# Painting Wheel Trims



## SteveTDCi (Feb 8, 2006)

I know they are a rarity nowadays but i need to paint the wheel trims on the pug. New ones are £20 each and thats a bit of a waste on a £800 car.

So i've started to prep them, i've sanded them all down and just about filled and removed the scratches, next is to give them a quick coat of hi-build primer followed by some good old grey primer.

Then its on to colour, should i just use a standard metallic (i always used stratos silver  ) with several coats of lacquer or should i just give them to a bodyshop and hope they will paint them for £25 ?  

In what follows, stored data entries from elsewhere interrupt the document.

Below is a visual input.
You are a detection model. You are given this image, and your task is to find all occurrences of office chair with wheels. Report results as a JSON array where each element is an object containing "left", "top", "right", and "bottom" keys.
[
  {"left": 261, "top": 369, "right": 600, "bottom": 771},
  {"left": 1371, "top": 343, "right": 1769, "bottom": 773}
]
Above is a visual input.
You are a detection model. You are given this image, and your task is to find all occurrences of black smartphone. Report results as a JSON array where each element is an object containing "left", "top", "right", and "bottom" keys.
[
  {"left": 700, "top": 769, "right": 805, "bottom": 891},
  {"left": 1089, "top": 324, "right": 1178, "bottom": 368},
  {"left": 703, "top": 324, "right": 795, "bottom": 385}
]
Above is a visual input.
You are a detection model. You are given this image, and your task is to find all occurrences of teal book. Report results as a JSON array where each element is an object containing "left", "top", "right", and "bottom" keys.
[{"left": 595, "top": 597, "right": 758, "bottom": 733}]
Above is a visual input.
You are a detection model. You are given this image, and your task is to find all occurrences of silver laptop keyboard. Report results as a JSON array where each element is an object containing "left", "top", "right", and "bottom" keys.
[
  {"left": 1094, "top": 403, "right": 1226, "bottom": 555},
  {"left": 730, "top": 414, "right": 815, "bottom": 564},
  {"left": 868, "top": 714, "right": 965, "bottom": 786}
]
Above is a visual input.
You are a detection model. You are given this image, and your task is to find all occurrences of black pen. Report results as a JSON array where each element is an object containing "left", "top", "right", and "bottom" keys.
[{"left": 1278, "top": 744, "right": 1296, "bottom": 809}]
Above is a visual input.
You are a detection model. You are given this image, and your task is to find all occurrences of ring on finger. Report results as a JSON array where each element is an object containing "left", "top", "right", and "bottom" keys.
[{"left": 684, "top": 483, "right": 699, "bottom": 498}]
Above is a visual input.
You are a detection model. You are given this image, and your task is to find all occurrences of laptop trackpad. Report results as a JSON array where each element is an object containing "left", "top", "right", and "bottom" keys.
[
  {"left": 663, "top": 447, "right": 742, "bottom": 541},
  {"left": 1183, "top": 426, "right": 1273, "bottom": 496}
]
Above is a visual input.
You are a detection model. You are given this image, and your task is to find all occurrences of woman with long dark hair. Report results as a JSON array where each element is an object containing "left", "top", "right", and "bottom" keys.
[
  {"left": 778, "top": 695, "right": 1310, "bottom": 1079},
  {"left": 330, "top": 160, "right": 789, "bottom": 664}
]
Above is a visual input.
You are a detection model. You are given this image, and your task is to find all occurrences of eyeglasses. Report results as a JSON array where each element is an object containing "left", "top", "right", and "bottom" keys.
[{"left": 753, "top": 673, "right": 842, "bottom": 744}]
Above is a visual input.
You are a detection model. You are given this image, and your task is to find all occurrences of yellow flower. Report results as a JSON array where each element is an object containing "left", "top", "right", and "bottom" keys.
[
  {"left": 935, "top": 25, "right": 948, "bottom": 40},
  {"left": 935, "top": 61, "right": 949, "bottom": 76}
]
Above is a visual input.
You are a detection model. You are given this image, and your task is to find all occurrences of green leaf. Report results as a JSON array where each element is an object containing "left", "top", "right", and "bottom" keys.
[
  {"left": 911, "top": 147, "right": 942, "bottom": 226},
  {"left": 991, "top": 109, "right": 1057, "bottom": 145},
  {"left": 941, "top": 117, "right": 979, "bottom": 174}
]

What paint would you recommend something from Halfrauds or spend a few extra ££ and get it from a proper paint factors ? I was going to use the wurth stuff but i believe thats just silver where the original finish was metallic.


----------



## alan_mcc (Oct 28, 2008)

To be honest for £25 you could get a set of new ones


----------



## mitchelld (Jan 14, 2012)

ebay? or go to a scrappys n find urself some for a fiver?


----------



## SteveTDCi (Feb 8, 2006)

alan_mcc said:


> To be honest for £25 you could get a set of new ones


not from the stealer, they are £80 for a set of 4, used ones will be in the same condition as the ones i have so i would be in the same position


----------



## Scotty B (Jul 1, 2009)

http://www.ebay.co.uk/itm/6-Silver-..._Body_Shop_Supplies_Paint&hash=item1e6bea2725

Plastic primer is a must as the trims will flex. Then 3 / 4 layers of clear.


----------



## justina3 (Jan 11, 2008)

alan_mcc said:


> To be honest for £25 you could get a set of new ones


where ? be interested to know my local scrap yard charges £15 a corner for oe trims


----------



## justina3 (Jan 11, 2008)

Scotty B said:


> http://www.ebay.co.uk/itm/6-Silver-..._Body_Shop_Supplies_Paint&hash=item1e6bea2725
> 
> Plastic primer is a must as the trims will flex. Then 3 / 4 layers of clear.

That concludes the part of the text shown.